If your line is built for many product variants, this flexibility can save significant engineering and changeover time.

7. Safety and Diagnostics
Electric and pneumatic solutions handle safety differently.
Pneumatic cylinders:
- Fail-safe designs often rely on spring-return cylinders, pressure relief, or mechanical locks.
- It can be harder to know the exact position or force without additional sensors.
Electric cylinders:
- With a servo cylinder and encoder, you always know the commanded and actual position.
- Faults such as overload, motor error, or following error are detected by the drive.
- Safety-rated drives and brakes can support functional safety concepts (e.g., safe torque off).
For applications where traceability, diagnostics, and advanced safety functions are important, electric cylinders naturally fit into the control architecture.
8. When to Choose Pneumatic Cylinders
Pneumatic cylinders remain a solid choice when:
- Motion is simple on/off with just two positions.
- Accuracy requirements are loose, and small variations are acceptable.
- The plant already has a large compressed air infrastructure.
- The axis operates relatively infrequently, so energy losses are small.
- Budget constraints are strict and there is no need for future flexibility.
Typical examples:
- Basic clamping, ejecting, and locking mechanisms
- Simple indexing where position tolerance is generous
- Low-duty-cycle mechanisms in support equipment
9. When to Choose Electric Cylinders
A closed-loop electric cylinder or servo cylinder makes sense when:
- You need precise and repeatable position control, not just in/out.
- Several positions and motion profiles are required in the same axis.
- Force control matters, for example in press-fit, sealing, or tensioning processes.
- The axis runs frequently and energy efficiency is a concern.
- You want fast changeover by changing parameters, not mechanics.

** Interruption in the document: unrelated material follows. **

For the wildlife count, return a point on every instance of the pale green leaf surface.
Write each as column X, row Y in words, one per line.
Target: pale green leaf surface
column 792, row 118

- Diagnostics and integration into a central motion control system are important.
Typical applications:
- Format adjustment axes in packaging machines
- Press-fitting, clinching, and controlled tightening
- Handling and assembly in electronics and automotive manufacturing
- Lab automation or medical device assembly where consistency is critical
10. Summary
The choice between electric cylinders vs pneumatic cylinders is not about one technology replacing the other everywhere. It is about using each where it makes the most sense:
- Pneumatic cylinders excel in simple, rugged, on/off tasks with low accuracy requirements and short duty cycles. Their hardware cost is low and they leverage existing air systems.
- Electric cylinders, especially closed-loop electric cylinders driven by servo technology, provide precise motion control, flexible programming, and more efficient energy usage in continuous or complex applications.